Back on the Glue page, click on “Jobs” from the left pane and then the “Add job” button:

Add job

On the Add job workflow, choose the appropriate name for the job and an IAM role that can access both the intended input and output locations, and select “A proposed script generated by AWS Glue” and “Python” and click “Next”:

Add job 2

On “Choose your data sources” simply choose the “archive” table from the “snowplow_data” database and click “Next”:

Add job 3

On “Choose your data targets” select “Create tables” on “S3” using the “Parquet format” and selecting an appropriate location on S3 where you want the parquet data, like so:

Add job 4

and click “Next”.

In the “Map the source columns to target columns” accept the default (you should see a 1-1 mapping of all the fields) mapping and click “Next”.

Finally review and click “Save job and edit script”.

The screen should then look like this:

Parquet run

And you can click on “Run job”.

Once the job is finished (you can monitor the progress on the bottom of the screen under “Logs”), you should have created a number of files in your chosen location, with the suffix snappy.parquet (e.g. s3://your-output-bucket/your-chosen-prefix/part-00136-b2b9d533-88bc-4307-a2a6-a452a459fe85-c000.snappy.parquet).

Create table definition for your parquet data

Finally you will need to create a table definition for the new data using:

use-glue-and-athena-with-snowplow-data/create_output_table.sh view raw
aws glue create-table --database-name snowplow_data --table-input '
{
  "Name": "archive_parquet",
  "Owner": "owner",
  "Retention": 0,
  "StorageDescriptor": {
    "Columns": [
      {
        "Name": "app_id",
        "Type": "string"
      },

Full code can be found here

    "InputFormat": "org.apache.hadoop.hive.ql.io.parquet.MapredParquetInputFormat",
    "OutputFormat": "org.apache.hadoop.hive.ql.io.parquet.MapredParquetOutputFormat",
    "Compressed": false,
    "NumberOfBuckets": -1,
    "SerdeInfo": {
      "SerializationLibrary": "org.apache.hadoop.hive.ql.io.parquet.serde.ParquetHiveSerDe",
      "Parameters": {
        "serialization.format": "1"
      }
    },
    "BucketColumns": [],
    "SortColumns": []
  },
  "PartitionKeys": [],
  "TableType": "EXTERNAL_TABLE"
}
'

If you have gone through this step, remember to use archive_parquet table instead of archive in the subesquent steps.

5. Use AWS Athena to access the data

Keeping your Parquet data up-to-date

You may want to also want to look into triggers for the Glue script, which will enable you to keep the parquet copy up to date.

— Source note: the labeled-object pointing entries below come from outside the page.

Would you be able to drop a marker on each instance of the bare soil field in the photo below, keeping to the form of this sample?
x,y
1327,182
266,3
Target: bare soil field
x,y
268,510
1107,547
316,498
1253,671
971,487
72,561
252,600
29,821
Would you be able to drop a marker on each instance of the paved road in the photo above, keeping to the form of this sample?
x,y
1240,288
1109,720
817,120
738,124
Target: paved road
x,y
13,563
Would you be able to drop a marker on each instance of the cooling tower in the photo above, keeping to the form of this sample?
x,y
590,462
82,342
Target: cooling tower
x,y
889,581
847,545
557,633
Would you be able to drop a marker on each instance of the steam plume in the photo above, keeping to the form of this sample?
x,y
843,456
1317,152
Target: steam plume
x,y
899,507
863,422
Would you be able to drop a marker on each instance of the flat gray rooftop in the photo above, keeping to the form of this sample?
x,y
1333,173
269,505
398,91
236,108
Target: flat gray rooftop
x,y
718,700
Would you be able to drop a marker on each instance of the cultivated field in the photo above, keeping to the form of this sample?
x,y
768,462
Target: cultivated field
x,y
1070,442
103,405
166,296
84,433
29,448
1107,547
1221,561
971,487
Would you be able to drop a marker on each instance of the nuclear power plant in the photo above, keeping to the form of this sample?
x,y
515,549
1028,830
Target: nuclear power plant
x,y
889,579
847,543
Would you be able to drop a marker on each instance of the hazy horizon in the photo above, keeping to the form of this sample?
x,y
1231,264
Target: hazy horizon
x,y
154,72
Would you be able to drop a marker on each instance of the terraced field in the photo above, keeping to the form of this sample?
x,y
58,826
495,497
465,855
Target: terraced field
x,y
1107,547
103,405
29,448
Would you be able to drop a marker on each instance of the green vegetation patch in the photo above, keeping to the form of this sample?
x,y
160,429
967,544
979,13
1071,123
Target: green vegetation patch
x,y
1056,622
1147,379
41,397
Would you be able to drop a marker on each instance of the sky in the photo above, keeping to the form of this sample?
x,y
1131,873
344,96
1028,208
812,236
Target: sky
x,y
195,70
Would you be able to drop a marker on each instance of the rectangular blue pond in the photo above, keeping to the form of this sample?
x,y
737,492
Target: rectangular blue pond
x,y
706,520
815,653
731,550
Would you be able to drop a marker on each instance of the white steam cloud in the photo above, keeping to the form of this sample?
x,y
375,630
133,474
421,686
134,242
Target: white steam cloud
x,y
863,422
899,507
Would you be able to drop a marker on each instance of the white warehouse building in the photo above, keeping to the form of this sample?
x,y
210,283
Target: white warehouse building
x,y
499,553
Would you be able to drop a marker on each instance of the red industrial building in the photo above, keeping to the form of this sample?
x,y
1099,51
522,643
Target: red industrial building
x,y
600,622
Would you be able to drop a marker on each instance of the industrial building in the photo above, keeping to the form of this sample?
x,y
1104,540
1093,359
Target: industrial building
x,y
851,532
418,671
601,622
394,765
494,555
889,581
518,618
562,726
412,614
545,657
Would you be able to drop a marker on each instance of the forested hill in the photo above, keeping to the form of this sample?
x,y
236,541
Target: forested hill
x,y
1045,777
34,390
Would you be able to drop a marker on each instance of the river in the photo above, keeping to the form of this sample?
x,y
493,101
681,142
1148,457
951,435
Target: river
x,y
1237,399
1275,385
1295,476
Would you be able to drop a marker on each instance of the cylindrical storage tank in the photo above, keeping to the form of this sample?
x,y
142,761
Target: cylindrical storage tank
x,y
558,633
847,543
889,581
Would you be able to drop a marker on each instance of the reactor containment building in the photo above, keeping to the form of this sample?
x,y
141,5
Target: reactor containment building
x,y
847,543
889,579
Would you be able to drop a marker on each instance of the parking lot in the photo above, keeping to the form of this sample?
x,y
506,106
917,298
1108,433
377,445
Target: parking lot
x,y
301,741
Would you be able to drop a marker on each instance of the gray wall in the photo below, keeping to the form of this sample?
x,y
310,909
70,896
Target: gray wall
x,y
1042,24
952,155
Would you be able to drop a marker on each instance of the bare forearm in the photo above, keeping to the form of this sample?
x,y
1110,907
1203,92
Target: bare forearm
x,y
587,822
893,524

Now that you have a Data Catalog entry that you can use, head over to the Athena console and select snowplow_data as the database for our new query in the “Query Editor”:

Athena new query

Now in the “query editor” you can try using the new table.

Below is an example query that you can run on Athena to access your data.

That query extracts a context that matches the iglu:org.w3/PerformanceTiming/jsonschema/1-0-0 iglu schema out of the contexts field and then extracts the individual fields out of that context.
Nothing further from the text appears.